With the U.S. stock market plummeting today on news that the leadership of the U.S. House of Representatives failed to deliver a bailout package to ensure that banks and financial institutions would be able to resume lending to one another in the current panic, we thought we might present the following two charts to help place the stock market's reaction into better historical context.
The first chart will be familiar to regular readers of Political Calculations. It shows the average monthly index value of the S&P 500 versus the index' trailing year dividends per share since order initially broke down in the market beginning in January 2008:
Without the market action today, the average decline of the S&P 500 index during the month of September through Friday, 26 September 2008, would be sufficient to provide the two-standard-deviation decline early warning signal that we've identified as frequently occurring prior to historic breaks in order.

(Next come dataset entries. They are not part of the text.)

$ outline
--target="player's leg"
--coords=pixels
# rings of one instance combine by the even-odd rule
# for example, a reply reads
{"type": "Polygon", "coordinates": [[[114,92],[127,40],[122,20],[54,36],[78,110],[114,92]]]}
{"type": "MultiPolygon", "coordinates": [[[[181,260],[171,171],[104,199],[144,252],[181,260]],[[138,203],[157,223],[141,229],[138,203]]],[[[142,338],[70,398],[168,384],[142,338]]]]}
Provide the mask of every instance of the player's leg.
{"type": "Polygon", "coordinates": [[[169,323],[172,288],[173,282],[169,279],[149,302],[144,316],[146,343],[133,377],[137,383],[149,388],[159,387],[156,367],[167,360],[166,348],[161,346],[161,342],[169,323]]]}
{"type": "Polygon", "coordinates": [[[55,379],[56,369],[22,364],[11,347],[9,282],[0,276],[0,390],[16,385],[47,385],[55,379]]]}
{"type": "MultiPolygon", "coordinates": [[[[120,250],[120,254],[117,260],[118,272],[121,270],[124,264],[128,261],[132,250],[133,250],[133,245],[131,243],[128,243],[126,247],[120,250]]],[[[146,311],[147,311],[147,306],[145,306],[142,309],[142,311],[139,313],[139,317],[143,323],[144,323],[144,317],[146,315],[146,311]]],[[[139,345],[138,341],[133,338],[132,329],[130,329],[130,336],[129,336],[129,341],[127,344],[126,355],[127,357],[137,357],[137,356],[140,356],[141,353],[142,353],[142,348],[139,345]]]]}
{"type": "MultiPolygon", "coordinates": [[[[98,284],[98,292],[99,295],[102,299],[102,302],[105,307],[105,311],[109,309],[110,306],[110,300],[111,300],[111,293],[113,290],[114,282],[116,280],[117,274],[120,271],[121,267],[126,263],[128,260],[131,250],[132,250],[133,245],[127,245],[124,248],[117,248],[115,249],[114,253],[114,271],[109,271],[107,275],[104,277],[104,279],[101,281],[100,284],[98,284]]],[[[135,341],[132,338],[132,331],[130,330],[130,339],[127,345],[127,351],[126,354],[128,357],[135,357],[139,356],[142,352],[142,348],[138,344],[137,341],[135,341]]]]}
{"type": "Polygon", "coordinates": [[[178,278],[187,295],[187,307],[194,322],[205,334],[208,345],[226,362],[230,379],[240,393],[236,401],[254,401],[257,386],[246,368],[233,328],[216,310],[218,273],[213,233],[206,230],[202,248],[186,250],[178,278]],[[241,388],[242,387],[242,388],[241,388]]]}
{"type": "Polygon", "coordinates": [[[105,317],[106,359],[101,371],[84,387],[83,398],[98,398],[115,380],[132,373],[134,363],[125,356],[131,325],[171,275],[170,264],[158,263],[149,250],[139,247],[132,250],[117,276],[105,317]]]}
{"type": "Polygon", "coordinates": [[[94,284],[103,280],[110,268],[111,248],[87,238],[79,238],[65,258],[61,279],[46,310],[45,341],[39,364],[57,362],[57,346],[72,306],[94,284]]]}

The next chart puts things in a much longer term focus. We've mapped the average monthly index value for the S&P 500 from January 1871 through August 2008, with a single data point indicating where the market closed on 29 September 2008, presenting both axes of the chart on logarithmic scales:
The portion of the chart with a trailing year dividend per share greater than $1.00 is consistent with the modern era of the stock market, which began in January 1952.
At present however, the action of the market would seem to more closely resemble the post-Civil War period, perhaps a result of the similarity between the current crisis and the banking panics of the late 1800's and early twentieth century.